Von Tratta rentre in media res dans le sujet en dévoilant dès le début du film, l’intérêt persistant d’Arendt pour ce procès. La philosophe ne souhaite plus seulement appréhender l’aspect général du phénomène tyrannique qui anime les peuples outre-Atlantique. Elle aspire à couvrir l’évènement par le biais du journal New Yorker, pour observer et analyser les détails du despotisme nazi. C’est alors que les années les plus noires de sa vie en résultent…
La réalisatrice devait au commencement élaborer un film retraçant la vie complète de cette théoricienne. La superficialité n’est plus de la partie, elle se plonge finalement dans une réalisation beaucoup plus profonde, où la pensée de Hannah Arendt est bombardée au premier plan. Le film utilise, en outre, des séquences authentiques de l’audience pour rendre l’histoire sincère afin de se focaliser sur le rôle d’Arendt. La problématique se tourne ainsi vers la vie de l’esprit de la théoricienne. Néanmoins, cette volonté de polariser l’attention du spectateur envers Arendt réduit quelque peu la personnalité des autres protagonistes.

Hannah arendt 2

Un film d’un ordinaire terne pour parler d’une bestialité effroyable

Les années suivants cet événement seront, comme énoncé précédemment, les plus noires de la vie d’Arendt.
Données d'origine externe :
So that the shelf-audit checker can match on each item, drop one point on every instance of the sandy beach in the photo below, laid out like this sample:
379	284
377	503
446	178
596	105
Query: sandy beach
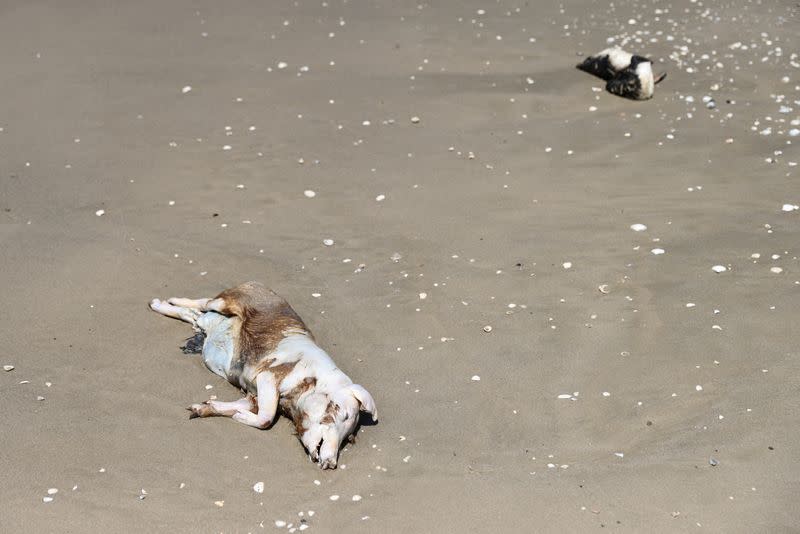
539	365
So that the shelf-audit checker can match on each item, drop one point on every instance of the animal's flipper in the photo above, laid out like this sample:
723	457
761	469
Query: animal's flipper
194	344
599	66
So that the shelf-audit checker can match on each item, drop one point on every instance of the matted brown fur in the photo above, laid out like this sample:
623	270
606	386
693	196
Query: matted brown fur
288	403
265	317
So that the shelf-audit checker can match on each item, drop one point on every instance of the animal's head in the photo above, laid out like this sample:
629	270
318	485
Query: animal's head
625	84
331	418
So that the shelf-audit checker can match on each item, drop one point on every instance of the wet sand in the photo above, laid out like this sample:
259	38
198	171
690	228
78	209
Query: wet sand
519	166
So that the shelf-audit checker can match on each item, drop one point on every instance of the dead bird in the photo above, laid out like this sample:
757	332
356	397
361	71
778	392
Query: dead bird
627	75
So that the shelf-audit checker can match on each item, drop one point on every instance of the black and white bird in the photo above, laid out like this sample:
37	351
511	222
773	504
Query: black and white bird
626	74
Pourtant, le film manque de nous transmettre la profondeur obscure dans laquelle cette figure féminine sombrera. Rythmer plaisir visuel et réflexion sur l’esprit n’a pas été un des facteurs essentiels dans la réalisation de Von Tratta. Si la réalisatrice approche le charisme et la philosophie d’Hannah Arendt avec assiduité, elle échoue en revanche à rendre compte des relations du personnage avec ses proches. Von Tratta choisit de canaliser son attention exclusive sur Arendt, provoquant une certaine superficialité constante dans l’atmosphère du film. Même si le manque d’intensité dans la relation d’Hannah Arendt avec le monde est indéniable, le travail de la réalisatrice vise surtout à transmettre au grand public, des connaissances sur une partie de l’histoire, souvent peu connue et qui a bouleversé les mœurs de l’époque. Avec ce procès elle affirme sa théorie publiée dans Les origines du totalitarisme à propos du national-socialisme avec à présent un exemple réel. Hannah Arendt tient alors un discours surprenant pour l’époque, retranscrit à travers ces images documentaires. Elle parle de la « banalité du mal » jugeant les nazis comme des hommes triviaux et médiocres. La cruauté des ces individus ne proviendrait pas de leur monstruosité mais de leur incapacité à développer une pensée. Peut être par cette « banalité » stylistique, la réalisatrice tenterait-elle d’adoucir et de rendre positive l’image de Hannah Arendt ?

Une histoire d’une force passionnante qui mériterait une exploration du personnage d’Arendt plus approfondie. De plus, la parole n’est pas donnée aux individus qui étaient en cohésion avec le jugement de la moraliste. De la sorte, le film nous laisse une impression grisâtre de trop peu. Une production d’une morosité qui ne fait pas état aux spectateurs de la véritable grandeur de ce personnage emblématique pour les mœurs contemporaines.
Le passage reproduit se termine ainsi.